Это ли соблазняет вас?
Дух животворит;
плоть не пользует ни мало.
Слова, которые говорю Я вам,
суть дух и жизнь.
(Ио. 6, 61–63)
Может быть, святые, знающие всю тайну небесно-земной любви, не соблазнились бы этим.
Богосупружество и Боговкушение, тайна Двух и тайна Одного, во втором эоне – Сына, расторгнуты; между ними и зазияли те исполинские пустоты, куда проваливается все («Атлантида-Европа, Атлантида-Содом»); но, может быть, в третьем эоне – Духа-Матери, две эти тайны соединятся вновь.
XV
«Смех» тоже грубое, обнажающее слово.
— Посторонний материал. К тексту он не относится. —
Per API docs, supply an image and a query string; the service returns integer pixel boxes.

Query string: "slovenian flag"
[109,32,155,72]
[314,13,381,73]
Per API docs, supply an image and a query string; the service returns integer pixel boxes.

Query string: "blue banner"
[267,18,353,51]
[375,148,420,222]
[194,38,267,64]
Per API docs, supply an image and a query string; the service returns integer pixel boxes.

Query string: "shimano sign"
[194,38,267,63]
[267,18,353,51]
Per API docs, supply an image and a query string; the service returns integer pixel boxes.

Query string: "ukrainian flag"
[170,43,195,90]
Будем же помнить, говоря о «смешном» в таинствах, что мы говорим о страшном.
Страшное – смешное, это сочетание в божеском и демоническом – одна из таинственнейших загадок нашего сердца. Только что начинают обнажаться глубины, – тоже своего рода «обнажение стыдов», – только что, хоть одним кончиком, входит, вклинивается тот мир в этот, как первая, сначала легкая, гамма впечатлений: «странно», «забавно», «смешно»; но тотчас гамма тяжелеет: «жутко», «стыдно», «страшно»; и вдруг – холодок нездешнего ужаса в лицо, и волосы дыбом встают. Это иногда и в самом маленьком.
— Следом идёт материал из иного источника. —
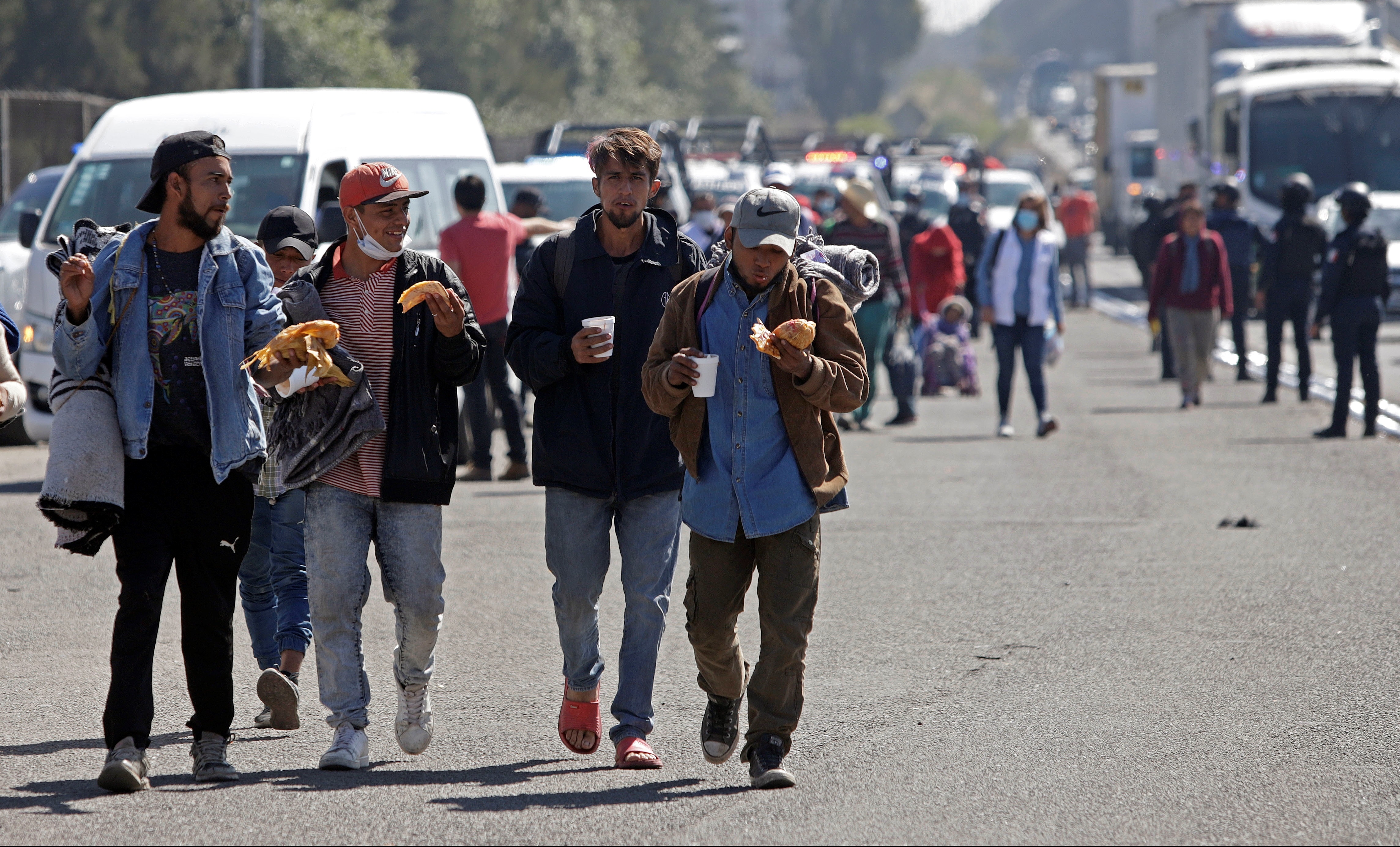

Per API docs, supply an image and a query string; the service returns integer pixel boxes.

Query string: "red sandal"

Вечер мглистый и ненастный.
Чу! не жаворонка ль глас?
Ты ли, утра гость прекрасный,
В этот поздний, мертвый час?..
Как безумья смех ужасный
Он всю душу мне потряс.
(Тютчев. Стихотворения, 1923, с. 93)
«Черт любит смеяться», это знают все; но только святые и, может быть, посвященные в древние таинства знают, что иногда и Бог любит «смех» – опять грубое слово, неверное, но у нас другого нет. Знает ап. Павел «юродство», как бы смешной и страшный, «соблазн Креста», scandalum Crucis; знает и Данте, что Божественная комедия выше трагедии; знают все великие художники, что не до конца прекрасно все, что без улыбки; знает друг, всю жизнь проживший с другом, что значит улыбка, когда он целует ее на мертвых устах. Но знают, увы, и обитатели ада, что самые мертвые, Стигийские воды ужаса отливают радугой смеха.
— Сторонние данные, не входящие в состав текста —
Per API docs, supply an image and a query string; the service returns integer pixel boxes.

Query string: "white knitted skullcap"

Это двойное жало смешного – страшного особенно язвительно в «обнажениях стыда». Но не побоялся Давид и его в Мелхолином смехе; не побоялся Авраам своего же собственного, самого страшного, смеха, когда, в святую ночь обрезания – «Богосупружества», тотчас после «великого мрака и ужаса», пал на лицо свое, пред лицом Господним, «рассмеялся и сказал: неужели от столетнего будет сын?» (Быт. 17, 17). И, может быть, Богу этот человеческий смех, как первая улыбка младенца – матери. Тихая улыбка над священным ужасом – голубое небо над смерчем.
XVI
Этим-то смехом – божеским или демоническим, пусть каждый сам решает, – озарена вся последняя часть Елевзинских таинств. Но, кроме одного глухого, хотя и глубокого, намека в Гомеровом гимне Деметре, все языческие свидетели молчат о нем; говорят свидетели христианские; но в грубых и мимо идущих словах их – все та же «оглобля», раскрывающая лепестки ночного цветка или очи уснувшей Психеи.